Like all summer...well, actually longer. I was listening to a sermon recently that talked about longing...longing to join in. It used a swimming analogy about adults wanting to get in the pool but instead sitting on the side. I don't know if that's how I've been living...I would compare it more to a night swim I took this summer. I got down to the lake and two of my friends were already in the water -- swimming and splashing. Another friend and I got ready to get in...she jumped off the dock with a shriek...and I walked down to the shallow end and waded out. I watched them splash around and have fun and longed to join them.
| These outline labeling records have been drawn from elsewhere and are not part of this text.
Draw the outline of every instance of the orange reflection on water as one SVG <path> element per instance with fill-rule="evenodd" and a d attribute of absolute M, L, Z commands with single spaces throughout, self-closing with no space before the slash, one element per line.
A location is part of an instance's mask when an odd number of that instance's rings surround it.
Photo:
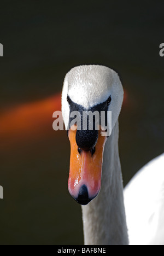
<path fill-rule="evenodd" d="M 9 145 L 52 134 L 52 114 L 61 110 L 61 95 L 24 103 L 0 115 L 0 140 Z"/>

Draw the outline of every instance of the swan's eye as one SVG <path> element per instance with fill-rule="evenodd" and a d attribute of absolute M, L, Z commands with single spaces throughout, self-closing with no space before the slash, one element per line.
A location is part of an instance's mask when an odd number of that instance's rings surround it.
<path fill-rule="evenodd" d="M 68 104 L 70 105 L 71 101 L 71 98 L 69 98 L 68 95 L 67 96 L 67 101 L 68 101 Z"/>
<path fill-rule="evenodd" d="M 112 101 L 112 97 L 111 97 L 111 95 L 110 95 L 110 97 L 109 97 L 109 98 L 107 100 L 107 105 L 109 106 L 110 104 L 111 101 Z"/>

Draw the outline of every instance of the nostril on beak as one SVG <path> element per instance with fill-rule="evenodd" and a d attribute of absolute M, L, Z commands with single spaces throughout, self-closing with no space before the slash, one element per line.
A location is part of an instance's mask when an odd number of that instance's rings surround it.
<path fill-rule="evenodd" d="M 91 201 L 91 199 L 89 197 L 87 188 L 85 185 L 81 187 L 78 197 L 75 199 L 75 200 L 82 205 L 87 205 Z"/>

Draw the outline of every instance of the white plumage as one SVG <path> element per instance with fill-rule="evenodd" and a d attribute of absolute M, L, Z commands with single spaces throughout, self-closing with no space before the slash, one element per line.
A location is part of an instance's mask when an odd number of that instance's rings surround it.
<path fill-rule="evenodd" d="M 104 148 L 101 190 L 83 206 L 86 245 L 128 245 L 120 163 L 118 118 L 123 89 L 118 74 L 109 68 L 81 66 L 66 75 L 62 92 L 62 114 L 66 127 L 69 118 L 69 95 L 86 109 L 104 102 L 112 103 L 112 132 Z M 164 154 L 144 167 L 126 188 L 125 205 L 131 245 L 164 245 Z"/>

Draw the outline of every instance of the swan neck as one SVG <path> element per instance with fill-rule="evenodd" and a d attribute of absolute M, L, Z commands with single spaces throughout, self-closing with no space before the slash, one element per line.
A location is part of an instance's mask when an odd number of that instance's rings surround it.
<path fill-rule="evenodd" d="M 85 245 L 128 245 L 117 121 L 104 148 L 101 189 L 82 206 Z"/>

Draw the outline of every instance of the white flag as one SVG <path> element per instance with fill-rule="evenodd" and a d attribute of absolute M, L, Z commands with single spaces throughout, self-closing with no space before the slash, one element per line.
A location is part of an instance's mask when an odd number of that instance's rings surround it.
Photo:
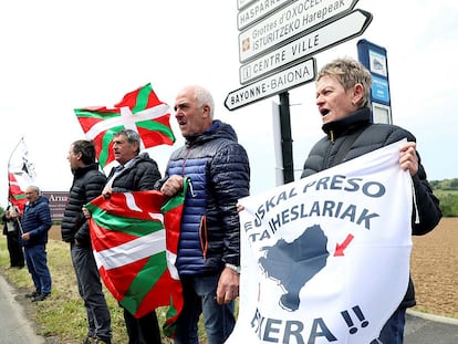
<path fill-rule="evenodd" d="M 239 317 L 226 343 L 378 337 L 409 279 L 404 142 L 240 200 Z"/>
<path fill-rule="evenodd" d="M 35 179 L 34 164 L 29 158 L 24 138 L 22 137 L 8 161 L 9 201 L 21 211 L 27 202 L 25 188 Z"/>

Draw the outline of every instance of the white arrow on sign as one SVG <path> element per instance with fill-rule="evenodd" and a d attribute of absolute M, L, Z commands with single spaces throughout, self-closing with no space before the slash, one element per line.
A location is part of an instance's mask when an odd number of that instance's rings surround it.
<path fill-rule="evenodd" d="M 239 34 L 240 62 L 246 62 L 300 33 L 306 33 L 326 20 L 348 12 L 357 1 L 295 1 L 288 4 Z"/>
<path fill-rule="evenodd" d="M 274 0 L 273 2 L 257 0 L 246 9 L 240 10 L 237 14 L 237 27 L 239 30 L 243 30 L 253 22 L 272 13 L 275 9 L 282 7 L 287 2 L 291 2 L 291 0 Z"/>
<path fill-rule="evenodd" d="M 288 70 L 230 92 L 226 97 L 225 106 L 230 111 L 242 107 L 311 82 L 315 79 L 315 59 L 306 60 Z"/>
<path fill-rule="evenodd" d="M 247 84 L 291 62 L 330 49 L 361 35 L 369 25 L 372 14 L 355 10 L 291 43 L 240 66 L 240 83 Z"/>

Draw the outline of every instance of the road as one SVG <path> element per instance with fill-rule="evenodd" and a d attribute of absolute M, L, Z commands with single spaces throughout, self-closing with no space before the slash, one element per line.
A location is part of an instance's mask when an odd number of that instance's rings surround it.
<path fill-rule="evenodd" d="M 44 344 L 42 336 L 33 332 L 15 291 L 0 274 L 0 344 Z M 18 298 L 21 298 L 19 295 Z M 457 344 L 458 319 L 408 311 L 405 344 Z"/>

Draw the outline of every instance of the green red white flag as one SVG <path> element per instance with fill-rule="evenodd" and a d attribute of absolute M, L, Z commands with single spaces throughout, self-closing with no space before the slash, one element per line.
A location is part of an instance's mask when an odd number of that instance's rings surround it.
<path fill-rule="evenodd" d="M 135 317 L 168 306 L 163 329 L 170 337 L 183 309 L 175 261 L 185 195 L 167 200 L 154 190 L 119 192 L 86 205 L 92 212 L 92 247 L 105 286 Z"/>
<path fill-rule="evenodd" d="M 102 168 L 114 160 L 112 137 L 121 129 L 136 131 L 143 140 L 140 149 L 175 142 L 171 107 L 159 101 L 149 83 L 127 93 L 114 108 L 93 106 L 74 112 L 87 139 L 95 143 Z"/>

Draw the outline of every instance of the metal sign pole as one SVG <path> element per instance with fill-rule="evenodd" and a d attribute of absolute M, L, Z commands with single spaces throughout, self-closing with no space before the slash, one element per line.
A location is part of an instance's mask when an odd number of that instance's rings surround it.
<path fill-rule="evenodd" d="M 283 157 L 283 183 L 294 181 L 294 164 L 292 154 L 292 135 L 290 118 L 290 95 L 282 92 L 280 96 L 280 133 L 281 133 L 281 152 Z"/>

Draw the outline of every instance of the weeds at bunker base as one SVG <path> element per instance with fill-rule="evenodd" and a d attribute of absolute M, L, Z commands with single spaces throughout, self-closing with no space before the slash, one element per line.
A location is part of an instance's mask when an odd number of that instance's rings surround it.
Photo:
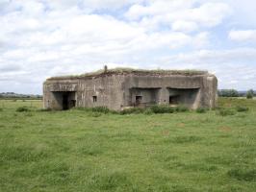
<path fill-rule="evenodd" d="M 217 78 L 205 71 L 105 69 L 46 80 L 43 106 L 52 109 L 107 107 L 122 110 L 152 105 L 213 108 L 217 90 Z"/>
<path fill-rule="evenodd" d="M 0 100 L 1 192 L 255 191 L 255 100 L 150 115 L 41 105 Z"/>

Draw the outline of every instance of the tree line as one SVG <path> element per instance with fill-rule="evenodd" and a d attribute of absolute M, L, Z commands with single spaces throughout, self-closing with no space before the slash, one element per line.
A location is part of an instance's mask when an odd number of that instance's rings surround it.
<path fill-rule="evenodd" d="M 218 90 L 218 95 L 219 97 L 246 97 L 247 99 L 252 99 L 255 96 L 253 89 L 247 91 L 238 91 L 236 89 L 220 89 Z"/>

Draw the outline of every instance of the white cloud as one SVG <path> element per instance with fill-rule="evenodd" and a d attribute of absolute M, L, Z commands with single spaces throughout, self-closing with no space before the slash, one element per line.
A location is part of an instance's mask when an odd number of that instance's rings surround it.
<path fill-rule="evenodd" d="M 197 30 L 198 26 L 195 22 L 192 21 L 177 20 L 173 22 L 171 28 L 173 31 L 192 32 Z"/>
<path fill-rule="evenodd" d="M 256 42 L 256 30 L 232 30 L 228 36 L 235 41 Z"/>
<path fill-rule="evenodd" d="M 132 6 L 125 15 L 149 30 L 166 25 L 175 31 L 191 32 L 215 27 L 232 12 L 231 7 L 225 3 L 203 3 L 194 7 L 198 2 L 153 1 L 145 6 Z"/>
<path fill-rule="evenodd" d="M 47 77 L 104 64 L 210 69 L 222 86 L 256 87 L 255 49 L 216 46 L 232 9 L 229 0 L 0 0 L 0 92 L 40 93 Z"/>

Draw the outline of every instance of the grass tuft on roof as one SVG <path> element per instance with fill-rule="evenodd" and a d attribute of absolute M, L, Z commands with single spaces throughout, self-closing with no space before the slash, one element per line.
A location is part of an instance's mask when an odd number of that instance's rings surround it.
<path fill-rule="evenodd" d="M 185 76 L 195 76 L 195 75 L 205 75 L 208 74 L 208 71 L 200 71 L 200 70 L 165 70 L 165 69 L 134 69 L 134 68 L 124 68 L 117 67 L 113 69 L 108 69 L 104 71 L 103 69 L 90 72 L 84 73 L 81 75 L 68 75 L 68 76 L 59 76 L 52 77 L 47 80 L 62 80 L 62 79 L 80 79 L 85 77 L 97 77 L 101 75 L 115 75 L 115 74 L 141 74 L 141 75 L 185 75 Z"/>

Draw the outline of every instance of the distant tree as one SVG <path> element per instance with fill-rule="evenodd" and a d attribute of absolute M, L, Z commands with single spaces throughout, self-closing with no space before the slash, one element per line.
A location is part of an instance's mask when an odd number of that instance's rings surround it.
<path fill-rule="evenodd" d="M 239 91 L 235 89 L 221 89 L 218 90 L 218 96 L 220 97 L 239 97 Z"/>
<path fill-rule="evenodd" d="M 254 96 L 254 91 L 252 89 L 249 89 L 246 93 L 246 98 L 253 99 L 253 96 Z"/>

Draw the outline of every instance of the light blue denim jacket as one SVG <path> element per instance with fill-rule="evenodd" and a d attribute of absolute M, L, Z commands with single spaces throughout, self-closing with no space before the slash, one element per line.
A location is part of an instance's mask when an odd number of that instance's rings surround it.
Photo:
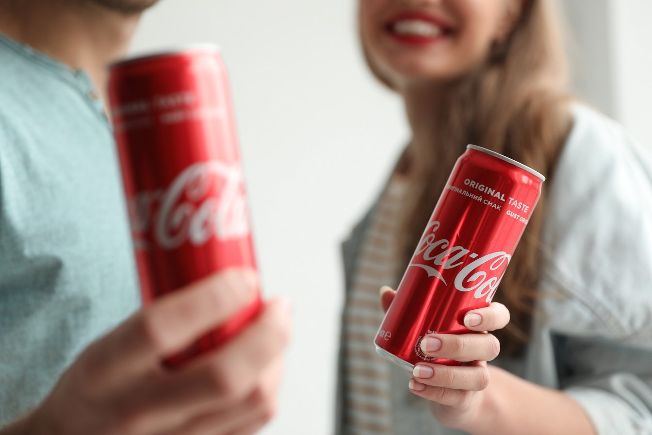
<path fill-rule="evenodd" d="M 542 297 L 531 342 L 522 358 L 495 363 L 564 391 L 600 435 L 652 434 L 652 153 L 586 106 L 574 106 L 573 115 L 548 182 Z M 343 245 L 348 291 L 372 213 Z M 408 374 L 393 370 L 394 433 L 462 433 L 439 425 L 408 391 Z M 338 434 L 346 406 L 342 378 Z"/>

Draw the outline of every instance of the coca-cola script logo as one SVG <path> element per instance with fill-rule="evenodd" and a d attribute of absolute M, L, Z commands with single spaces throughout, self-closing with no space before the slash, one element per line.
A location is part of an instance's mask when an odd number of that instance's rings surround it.
<path fill-rule="evenodd" d="M 196 246 L 249 233 L 240 168 L 216 160 L 188 166 L 166 190 L 139 192 L 129 208 L 136 248 L 147 248 L 147 238 L 175 249 L 186 241 Z"/>
<path fill-rule="evenodd" d="M 457 273 L 454 280 L 455 288 L 460 292 L 474 292 L 475 299 L 486 297 L 486 301 L 491 302 L 512 256 L 501 251 L 480 257 L 464 247 L 450 247 L 449 240 L 437 239 L 435 235 L 439 226 L 439 222 L 434 220 L 426 228 L 409 267 L 421 267 L 429 277 L 441 280 L 447 286 L 449 283 L 437 269 L 455 269 L 464 263 L 465 258 L 475 258 Z M 428 263 L 439 267 L 436 269 Z"/>

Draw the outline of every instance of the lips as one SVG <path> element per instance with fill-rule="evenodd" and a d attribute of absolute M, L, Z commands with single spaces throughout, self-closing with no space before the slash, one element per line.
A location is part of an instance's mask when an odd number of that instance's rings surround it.
<path fill-rule="evenodd" d="M 415 44 L 432 44 L 451 32 L 443 20 L 422 12 L 406 12 L 393 16 L 385 30 L 400 42 Z"/>

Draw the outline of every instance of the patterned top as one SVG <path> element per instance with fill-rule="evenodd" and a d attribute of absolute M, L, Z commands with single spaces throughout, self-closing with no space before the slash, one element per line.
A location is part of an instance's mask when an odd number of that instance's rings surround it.
<path fill-rule="evenodd" d="M 406 181 L 396 176 L 390 181 L 365 233 L 348 295 L 344 335 L 348 434 L 393 433 L 392 363 L 376 352 L 374 339 L 384 316 L 379 289 L 383 285 L 396 288 L 403 267 L 397 237 L 406 188 Z"/>

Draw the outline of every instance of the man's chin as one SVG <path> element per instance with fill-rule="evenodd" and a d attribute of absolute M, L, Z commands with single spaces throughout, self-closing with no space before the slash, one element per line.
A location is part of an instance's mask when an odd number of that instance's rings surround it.
<path fill-rule="evenodd" d="M 89 0 L 108 9 L 123 14 L 139 14 L 158 0 Z"/>

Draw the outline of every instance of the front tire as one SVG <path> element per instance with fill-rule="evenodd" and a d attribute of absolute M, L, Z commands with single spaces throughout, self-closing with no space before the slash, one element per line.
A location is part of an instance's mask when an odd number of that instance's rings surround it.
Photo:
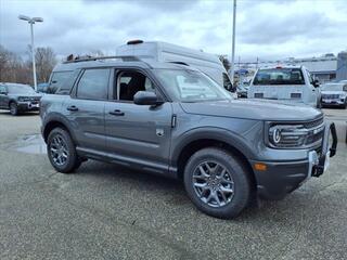
<path fill-rule="evenodd" d="M 47 154 L 55 170 L 70 173 L 76 170 L 81 160 L 69 133 L 62 128 L 53 129 L 47 140 Z"/>
<path fill-rule="evenodd" d="M 191 156 L 184 169 L 184 186 L 203 212 L 231 219 L 247 206 L 250 181 L 240 159 L 220 148 L 203 148 Z"/>
<path fill-rule="evenodd" d="M 15 102 L 10 103 L 10 113 L 12 116 L 18 115 L 18 106 Z"/>

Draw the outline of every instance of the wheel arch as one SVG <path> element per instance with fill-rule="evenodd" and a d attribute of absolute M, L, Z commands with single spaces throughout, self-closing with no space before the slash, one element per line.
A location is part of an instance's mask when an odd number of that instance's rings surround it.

But I just wasn't sure if I wanted to get completely wet. I waded out to my stomach. You know, to the point where the water laps at your belly button and your abs seize up to try to stay out of the frigid lake. Yup. And I just hung out. Eventually, I waded out further, and finally, dipped my head back...everything had at least been wet once except my face...and then I slowly and hesitantly swam out to join my friends. Lately, I've been wondering where exactly I'm at in that analogy with my faith...with my understanding of God and His incomprehensible awesomeness (or at least in an area of it). I know I got to the point where I was out to my waist and watching everyone...and when I was talking with God that night. I thought that would be me dipping my head back into the water, allowing me to start a hesitant swim out to my friends. But with the way the past couple weeks have went. I'm not sure anymore. I don't know. I feel more secure and more connected to God than in the past. I don't feel as swayed by all the struggles and temptations and lies...but at the same time...U hate that they're getting to me at all. Maybe I haven't made much progress after all. Blargh!
This brings me to another song I've been loving lately. At one recharge, when I was feeling especially overwhelmed, I was listening to my Pizzle (that's iPod for those who don't know me) and "Relearn Love" by Scott Stapp came on. The lyrics that stood out most to me were:
"The comfort of your arms around me
Your tender hands caress my head
I lay beside you I'm not worthy
This jaded man's not who I am
I touched the flame and I've been burned
All I need's a second chance
Give me eyes of a child
And teach this man to relearn love
Teach me all over, all over
To relearn love
Show me again…"
This really got me thinking about a lot of things. Do I really know what love is? I hear the word and use the word, but do I really understand it? God's love...it's not like the "love" I've known from others...it's not something that comes and goes. Isn't there something in like Hosea that talks about God's love being steadfast...steadfast. It's not like certain people in my past who, at some point, stopped meaning "I love you" though they continued to say it. And it's not like others who say "I love you" only when I do something right or like they wanted. Or like others who "love me" so that I can do _____ for them. God doesn't "love" me because he has to or because he just feels so sorry for me that he thinks it might brighten my day (though it does brighten my day). It's steadfast...unconditional...unchanging...complete...perfect...That's hard to understand but so good to know. Because while it doesn't make sense to me...I'm so thankful to know that while I feel buffeted or tempted or even when I make a poor choice or fail to love Him back...God is right there loving me...whether I realize it or "feel" it or not. That's a big deal...and something I'm only beginning to understand in any type of real way...but something I'm wanting to learn.
Hmmm...with all that hope...I think this train of thought has completed it's journey. Yup.